Ø Ils reprennent en détail aux paragraphes 92, 93 et 94 les éléments du communiqué qui, selon eux, sont faux.
Ø En publiant ces affirmations, la Commission scolaire se sert de son poids moral d'institution publique pour les faire passer aux yeux du public comme des menteurs, alors qu'elle ne s'est fiée qu'à la version de l'enseignante Gagnon.
[223] Il est opportun de relater brièvement les faits qui ont mené à la diffusion du communiqué et à la tenue de la conférence de presse, tels que relatés par Me Serge Carpentier, avocat et secrétaire général de la Commission :
Ø Le jeudi après-midi, on l'informe du reportage de la journaliste Côté à TQS et qu'une demande d'entrevue a été acheminée à Julie Marchand.
Ø Le 9 février au matin, il prend connaissance des messages de journalistes requérant une entrevue.
Ø Il tient une conférence téléphonique avec Julie Marchand puis avec Ariane Gagnon aux fins de recueillir l'information.
Ø Son personnel procède à une «veille média» afin de connaître l'ampleur et le contenu des différents reportages.
Ø À 10 h 30, il avise le directeur général Leclerc que la Commission scolaire fait face à une crise médiatique, il lui demande de quitter sa réunion à l'extérieur pour revenir au bureau.
Ø Devant les termes employés dans les différents reportages tels cage, isolement, cloisonnement, séquestration, il en conclut que la crédibilité de la Commission scolaire est en cause et que cela va créer de l'inquiétude parmi les parents.
Ø En compagnie du directeur général, il prend connaissance des différents dossiers de l'élève Félix et des informations recueillies auprès d'Ariane Gagnon et Julie Marchand.
Ø Avec M. Leclerc et la directrice des communications, il prépare le communiqué de presse, constate que les représentants des médias nationaux (tant du Québec que du Canada anglais) sollicitent des entrevues, il a même reçu un appel d'Europe.
Ø En même temps, il prend connaissance du contenu de l'émission de François Paradis diffusée sur l'heure du dîner à TVA; la directrice Marchand l'informe du contenu des menaces contenues dans la boîte vocale du système téléphonique de l'école.
Ø Pour lui, «une atmosphère de crise médiatique» règne à la Commission.
[224] La Commission scolaire de l'Énergie, au début de l'après-midi, publie un communiqué[45] où, dans un premier temps, elle rappelle qu'elle n'a pas l'habitude de discuter du dossier d'un élève sur la place publique ainsi que sa mission d'assurer des services éducatifs de qualité puis on y lit :
«Dans le cas présent, il s'agit de mesures appliquées par une enseignante concernant un élève ayant des comportements perturbateurs connus des parents. Dans les faits, l'enseignante a assigné l'élève dans une aire de retrait de sa classe le vendredi 19 janvier. Il faut comprendre que cette assignation n'est pas permanente puisque l'enfant participe aux activités de groupes et aux ateliers organisés de sa classe. Ce n'est que pour la réalisation de ses travaux individuels qu'il est en retrait, ce qui représente un maximum d'environ une heure par jour et de façon non continue. L'élève peut, en tout temps, quitter l'aire de retrait pour consulter son enseignante. L'aire de retrait est ouverte et facilement accessible.
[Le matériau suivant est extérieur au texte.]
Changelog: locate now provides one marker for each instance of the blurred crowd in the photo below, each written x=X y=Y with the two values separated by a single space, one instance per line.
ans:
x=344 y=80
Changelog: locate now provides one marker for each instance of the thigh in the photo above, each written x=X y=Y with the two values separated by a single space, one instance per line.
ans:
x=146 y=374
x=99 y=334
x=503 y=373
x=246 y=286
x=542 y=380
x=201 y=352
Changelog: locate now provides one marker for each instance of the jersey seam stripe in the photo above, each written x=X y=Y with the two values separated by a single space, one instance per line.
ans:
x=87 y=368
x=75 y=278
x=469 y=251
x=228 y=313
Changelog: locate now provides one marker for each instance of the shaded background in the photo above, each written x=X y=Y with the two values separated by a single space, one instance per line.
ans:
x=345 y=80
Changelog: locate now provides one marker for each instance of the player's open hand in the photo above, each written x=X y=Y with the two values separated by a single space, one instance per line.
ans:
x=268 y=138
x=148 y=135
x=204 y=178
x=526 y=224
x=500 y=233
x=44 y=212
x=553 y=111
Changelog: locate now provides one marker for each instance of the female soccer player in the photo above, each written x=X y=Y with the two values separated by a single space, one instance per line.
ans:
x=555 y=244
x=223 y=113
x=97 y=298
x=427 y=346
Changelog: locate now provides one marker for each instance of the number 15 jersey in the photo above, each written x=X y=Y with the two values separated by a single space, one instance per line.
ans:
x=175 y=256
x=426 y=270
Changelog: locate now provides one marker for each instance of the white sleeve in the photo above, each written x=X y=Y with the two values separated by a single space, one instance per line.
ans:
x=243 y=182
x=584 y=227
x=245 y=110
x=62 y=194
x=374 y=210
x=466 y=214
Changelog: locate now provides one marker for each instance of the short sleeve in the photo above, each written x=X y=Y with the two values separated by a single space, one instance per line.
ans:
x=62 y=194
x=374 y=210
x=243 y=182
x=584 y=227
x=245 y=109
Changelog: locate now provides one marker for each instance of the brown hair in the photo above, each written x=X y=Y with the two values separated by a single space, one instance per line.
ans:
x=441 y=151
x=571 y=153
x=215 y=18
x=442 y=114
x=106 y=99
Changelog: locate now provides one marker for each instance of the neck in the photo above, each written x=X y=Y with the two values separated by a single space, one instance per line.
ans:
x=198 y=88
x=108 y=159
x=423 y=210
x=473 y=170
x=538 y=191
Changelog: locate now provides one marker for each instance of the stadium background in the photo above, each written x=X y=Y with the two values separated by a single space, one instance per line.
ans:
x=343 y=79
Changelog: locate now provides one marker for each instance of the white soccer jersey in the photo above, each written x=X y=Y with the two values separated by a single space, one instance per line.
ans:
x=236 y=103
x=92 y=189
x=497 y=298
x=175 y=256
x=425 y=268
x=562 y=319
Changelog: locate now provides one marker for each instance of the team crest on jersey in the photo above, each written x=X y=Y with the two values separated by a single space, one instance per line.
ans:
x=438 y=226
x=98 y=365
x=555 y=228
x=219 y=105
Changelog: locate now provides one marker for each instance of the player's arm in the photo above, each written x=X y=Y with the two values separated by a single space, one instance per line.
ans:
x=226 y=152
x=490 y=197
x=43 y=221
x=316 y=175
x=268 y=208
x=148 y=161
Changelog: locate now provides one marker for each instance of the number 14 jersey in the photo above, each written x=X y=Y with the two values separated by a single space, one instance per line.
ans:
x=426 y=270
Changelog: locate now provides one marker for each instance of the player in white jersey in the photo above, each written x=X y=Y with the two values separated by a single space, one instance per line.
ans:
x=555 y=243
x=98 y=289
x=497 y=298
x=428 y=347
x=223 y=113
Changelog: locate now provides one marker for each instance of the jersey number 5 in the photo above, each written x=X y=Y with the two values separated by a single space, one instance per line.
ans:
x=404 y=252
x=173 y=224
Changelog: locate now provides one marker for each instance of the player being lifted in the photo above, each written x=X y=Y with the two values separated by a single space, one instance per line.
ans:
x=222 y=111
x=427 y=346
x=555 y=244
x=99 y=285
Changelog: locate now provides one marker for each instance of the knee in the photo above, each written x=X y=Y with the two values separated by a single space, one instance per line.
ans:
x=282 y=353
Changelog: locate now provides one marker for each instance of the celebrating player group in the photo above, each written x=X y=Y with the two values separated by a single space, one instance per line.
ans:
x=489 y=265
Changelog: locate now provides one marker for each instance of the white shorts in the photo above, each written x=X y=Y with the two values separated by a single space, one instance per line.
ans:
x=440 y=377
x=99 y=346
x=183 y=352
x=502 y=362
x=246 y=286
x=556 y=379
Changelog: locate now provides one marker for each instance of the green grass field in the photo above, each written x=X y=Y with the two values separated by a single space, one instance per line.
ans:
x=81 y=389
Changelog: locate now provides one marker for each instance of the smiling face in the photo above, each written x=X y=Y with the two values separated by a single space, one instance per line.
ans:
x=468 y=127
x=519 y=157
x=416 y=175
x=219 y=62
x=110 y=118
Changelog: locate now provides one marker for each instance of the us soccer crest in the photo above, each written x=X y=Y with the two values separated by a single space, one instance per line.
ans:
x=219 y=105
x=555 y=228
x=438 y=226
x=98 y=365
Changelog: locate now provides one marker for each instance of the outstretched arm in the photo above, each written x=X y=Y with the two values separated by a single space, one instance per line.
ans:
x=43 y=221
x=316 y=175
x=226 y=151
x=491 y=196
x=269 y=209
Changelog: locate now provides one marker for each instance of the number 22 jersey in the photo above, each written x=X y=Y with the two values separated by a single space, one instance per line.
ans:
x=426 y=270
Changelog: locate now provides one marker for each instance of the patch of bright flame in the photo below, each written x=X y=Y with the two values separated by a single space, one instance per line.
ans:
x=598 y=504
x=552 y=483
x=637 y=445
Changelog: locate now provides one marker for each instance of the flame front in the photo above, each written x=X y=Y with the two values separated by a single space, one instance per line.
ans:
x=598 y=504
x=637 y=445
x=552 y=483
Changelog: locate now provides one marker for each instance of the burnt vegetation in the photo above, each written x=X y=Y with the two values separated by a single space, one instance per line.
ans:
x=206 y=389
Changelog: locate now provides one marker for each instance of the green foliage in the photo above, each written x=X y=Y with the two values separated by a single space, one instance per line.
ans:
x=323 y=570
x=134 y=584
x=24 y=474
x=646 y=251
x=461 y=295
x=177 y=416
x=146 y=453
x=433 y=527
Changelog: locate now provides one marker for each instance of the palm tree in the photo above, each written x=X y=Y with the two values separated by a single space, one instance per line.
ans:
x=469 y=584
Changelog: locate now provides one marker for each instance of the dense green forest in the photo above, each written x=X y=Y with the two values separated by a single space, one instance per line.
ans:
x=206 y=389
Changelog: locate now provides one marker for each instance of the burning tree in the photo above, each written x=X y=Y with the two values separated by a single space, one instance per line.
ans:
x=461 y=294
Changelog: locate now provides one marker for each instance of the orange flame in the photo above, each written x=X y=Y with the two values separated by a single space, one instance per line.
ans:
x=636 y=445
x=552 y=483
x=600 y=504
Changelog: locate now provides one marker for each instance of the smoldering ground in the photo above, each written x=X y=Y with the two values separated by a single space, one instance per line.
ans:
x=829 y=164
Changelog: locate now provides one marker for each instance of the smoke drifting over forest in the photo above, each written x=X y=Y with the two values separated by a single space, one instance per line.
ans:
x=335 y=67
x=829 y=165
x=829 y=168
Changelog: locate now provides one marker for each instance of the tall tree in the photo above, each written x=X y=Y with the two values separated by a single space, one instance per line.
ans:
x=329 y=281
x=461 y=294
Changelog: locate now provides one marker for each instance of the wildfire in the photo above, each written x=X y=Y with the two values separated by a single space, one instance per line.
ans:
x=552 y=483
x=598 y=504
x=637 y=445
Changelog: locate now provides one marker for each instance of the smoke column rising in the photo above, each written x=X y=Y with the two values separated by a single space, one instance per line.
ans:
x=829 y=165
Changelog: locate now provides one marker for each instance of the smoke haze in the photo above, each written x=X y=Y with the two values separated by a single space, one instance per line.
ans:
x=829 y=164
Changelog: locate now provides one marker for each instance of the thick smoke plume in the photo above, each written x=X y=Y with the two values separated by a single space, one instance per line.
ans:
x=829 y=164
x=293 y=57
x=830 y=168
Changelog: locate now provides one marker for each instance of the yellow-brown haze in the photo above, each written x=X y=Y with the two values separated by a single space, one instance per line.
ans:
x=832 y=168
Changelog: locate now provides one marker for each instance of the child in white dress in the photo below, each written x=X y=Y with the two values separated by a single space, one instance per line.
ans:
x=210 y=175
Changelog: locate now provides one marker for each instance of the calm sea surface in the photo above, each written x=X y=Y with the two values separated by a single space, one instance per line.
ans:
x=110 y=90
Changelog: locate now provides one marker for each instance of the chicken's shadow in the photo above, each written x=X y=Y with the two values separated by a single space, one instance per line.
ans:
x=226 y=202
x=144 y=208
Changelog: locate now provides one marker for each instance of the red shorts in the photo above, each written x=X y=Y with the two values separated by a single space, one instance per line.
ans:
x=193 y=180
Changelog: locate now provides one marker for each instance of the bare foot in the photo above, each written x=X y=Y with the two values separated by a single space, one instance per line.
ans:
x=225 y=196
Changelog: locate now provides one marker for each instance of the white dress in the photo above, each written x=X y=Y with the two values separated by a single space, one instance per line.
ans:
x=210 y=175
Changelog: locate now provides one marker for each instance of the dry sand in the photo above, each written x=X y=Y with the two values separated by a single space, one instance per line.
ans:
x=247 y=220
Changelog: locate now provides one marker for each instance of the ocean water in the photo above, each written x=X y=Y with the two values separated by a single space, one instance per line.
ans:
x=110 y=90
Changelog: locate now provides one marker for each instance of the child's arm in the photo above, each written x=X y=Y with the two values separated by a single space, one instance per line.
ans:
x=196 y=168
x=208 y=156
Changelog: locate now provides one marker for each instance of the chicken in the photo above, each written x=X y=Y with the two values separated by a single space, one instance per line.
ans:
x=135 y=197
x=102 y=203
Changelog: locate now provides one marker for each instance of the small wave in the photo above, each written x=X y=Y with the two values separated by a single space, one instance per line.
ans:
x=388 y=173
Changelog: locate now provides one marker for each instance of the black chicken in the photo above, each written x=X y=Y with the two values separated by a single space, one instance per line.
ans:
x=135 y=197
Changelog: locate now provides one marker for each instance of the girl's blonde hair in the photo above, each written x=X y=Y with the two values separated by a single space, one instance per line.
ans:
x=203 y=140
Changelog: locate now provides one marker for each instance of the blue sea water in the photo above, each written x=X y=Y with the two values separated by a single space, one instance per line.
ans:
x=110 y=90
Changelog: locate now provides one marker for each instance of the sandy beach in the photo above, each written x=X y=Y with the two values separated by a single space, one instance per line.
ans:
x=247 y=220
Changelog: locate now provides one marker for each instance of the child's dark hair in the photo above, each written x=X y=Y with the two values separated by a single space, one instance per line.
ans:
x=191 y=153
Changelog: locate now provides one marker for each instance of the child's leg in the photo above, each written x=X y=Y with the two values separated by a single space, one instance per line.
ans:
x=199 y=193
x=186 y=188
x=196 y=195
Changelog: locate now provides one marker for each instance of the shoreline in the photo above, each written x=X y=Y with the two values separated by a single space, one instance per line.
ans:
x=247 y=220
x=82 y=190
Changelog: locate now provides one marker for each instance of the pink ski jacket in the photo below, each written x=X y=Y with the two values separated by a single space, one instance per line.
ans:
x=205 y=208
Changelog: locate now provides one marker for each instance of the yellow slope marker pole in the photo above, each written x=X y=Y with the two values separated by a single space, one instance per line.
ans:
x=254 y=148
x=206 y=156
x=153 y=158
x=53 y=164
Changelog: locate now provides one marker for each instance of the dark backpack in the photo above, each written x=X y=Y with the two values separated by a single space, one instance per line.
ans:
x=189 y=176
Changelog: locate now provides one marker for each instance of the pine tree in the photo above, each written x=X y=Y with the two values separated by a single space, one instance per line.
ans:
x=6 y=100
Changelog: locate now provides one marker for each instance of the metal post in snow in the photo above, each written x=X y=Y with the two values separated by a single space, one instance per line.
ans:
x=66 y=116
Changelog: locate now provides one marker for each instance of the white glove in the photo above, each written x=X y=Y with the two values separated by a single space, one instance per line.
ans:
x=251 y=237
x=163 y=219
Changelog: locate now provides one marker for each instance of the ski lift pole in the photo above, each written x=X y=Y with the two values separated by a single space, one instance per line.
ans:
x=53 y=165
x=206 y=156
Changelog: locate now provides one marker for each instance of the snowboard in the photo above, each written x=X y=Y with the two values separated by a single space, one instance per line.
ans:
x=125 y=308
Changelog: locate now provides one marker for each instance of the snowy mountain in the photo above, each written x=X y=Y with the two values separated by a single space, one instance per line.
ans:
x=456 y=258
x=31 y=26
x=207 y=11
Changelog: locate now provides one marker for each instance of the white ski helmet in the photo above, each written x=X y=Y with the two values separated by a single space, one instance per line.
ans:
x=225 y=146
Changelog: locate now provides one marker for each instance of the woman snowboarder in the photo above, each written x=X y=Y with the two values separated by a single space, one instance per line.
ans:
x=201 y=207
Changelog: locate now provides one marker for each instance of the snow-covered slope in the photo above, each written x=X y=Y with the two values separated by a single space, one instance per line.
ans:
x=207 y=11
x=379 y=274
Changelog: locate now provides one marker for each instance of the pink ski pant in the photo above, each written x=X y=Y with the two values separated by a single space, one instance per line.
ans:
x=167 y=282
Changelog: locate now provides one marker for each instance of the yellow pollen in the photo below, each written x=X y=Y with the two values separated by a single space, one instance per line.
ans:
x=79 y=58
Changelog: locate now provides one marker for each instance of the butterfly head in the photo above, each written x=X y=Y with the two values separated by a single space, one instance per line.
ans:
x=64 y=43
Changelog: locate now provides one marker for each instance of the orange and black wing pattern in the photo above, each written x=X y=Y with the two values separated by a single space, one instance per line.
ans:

Dès le lundi 22 janvier, l'enseignante a informé les parents par écrit de cette mesure et les a invités à venir la rencontrer le jeudi 8 février. Les parents n'ont pas donné suite à cette invitation. On peut également vous mentionner que le mardi 6 février, la directrice d'école a convoqué les parents à participer à l'établissement d'un plan d'intervention adapté aux besoins de l'élève. Cette rencontre est prévue pour le lundi 12 février.
Il faut préciser que depuis le début de sa fréquentation scolaire, le personnel a soulevé la nécessité pour l'élève de recevoir des services particuliers, ce qui fut offert à maintes reprises aux parents. Ces services ont dû être interrompus dans le passé à la demande des parents. Actuellement, ceux-ci refusent également tous services particuliers pour leur enfant.»
[225] Et la conclusion du communiqué se lit ainsi :
«La commission scolaire réitère son appui et sa confiance à l'égard de l'enseignante concernée de même qu'à la direction de l'école et souhaite la réintégration la plus rapide possible des deux enfants retirés par les parents. Nous invitons ceux-ci à collaborer avec l'école au plan d'intervention de l'élève.»
[226] Le directeur général Leclerc préside la conférence de presse, lit le communiqué et répond par la suite aux questions durant une dizaine minutes.
[227] Cette conférence de presse fait l'objet d'une couverture importante par les journalistes, étant même diffusée en direct sur les réseaux RDI et LCN.
[228] En tenant compte de la preuve, le Tribunal n'a aucune hésitation à conclure que non seulement la Commission scolaire était dans son droit, mais qu'en tant qu'institution responsable, elle se devait de tenir une conférence de presse devant un tel déferlement médiatique.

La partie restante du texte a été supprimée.